State of the art clustering algorithms operate well on numeric data but for textual data rely on conversion to numeric representation. This conversion is done by adopting approaches like TFIDF, Word2Vec, etc. and require large amount of contextual data to do the learning. Such contextual data may not be always available for the given domain. We propose a novel algorithm that incorporates Subject Matter Experts’ (SME) inputs in lieu of contextual data to be able to do effective clustering of a mix of textual and numeric data. We leverage simple semantic rules provided by SMEs to do a multi-level iterative clustering that is executed on the Apache Spark Platform for accelerated outcome. The semantic rules are used to generate large number of small sized clusters which are qualitatively merged using the principles of Graph Colouring. We present the results from a Recruitment Process Benchmarking case study on data from multiple jobs. We applied the proposed technique to create suitable job categories for establishing benchmarks. This approach provides far more meaningful insights than traditional approach where benchmarks are calculated for all jobs put together.

Cogniculture- Towards a better Human-Machine Co-evolution
Technical Article | Arxiv 2017 (Published)

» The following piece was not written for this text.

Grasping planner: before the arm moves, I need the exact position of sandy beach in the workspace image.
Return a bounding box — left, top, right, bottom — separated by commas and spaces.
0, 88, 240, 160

Rakesh Pimplikar, Kushal Mukherjee, Gyana Parija, Ramasuri Naraynam, Rohith Vallam, Harith Vishvakarma, Sarthak Ahuja, Ritwik Chaudhuri, Joydeep Mondal, Manish Kataria

Research in Artificial Intelligence is breaking technology barriers every day. New algorithms and high performance computing are making things possible which we could only have imagined earlier. People in AI community have diverse set of opinions regarding the pros and cons of AI mimicking human behavior. Instead of worrying about AI advancements, we propose a novel idea of cognitive agents, including both human and machines, living together in a complex adaptive ecosystem, collaborating on human computation for producing essential social goods while promoting sustenance, survival and evolution of the agents’ life cycle. We highlight several research challenges and technology barriers in achieving this goal. We propose a governance mechanism around this ecosystem to ensure ethical behaviors of all cognitive agents. Along with a novel set of use-cases of Cogniculture, we discuss the road map ahead for this journey.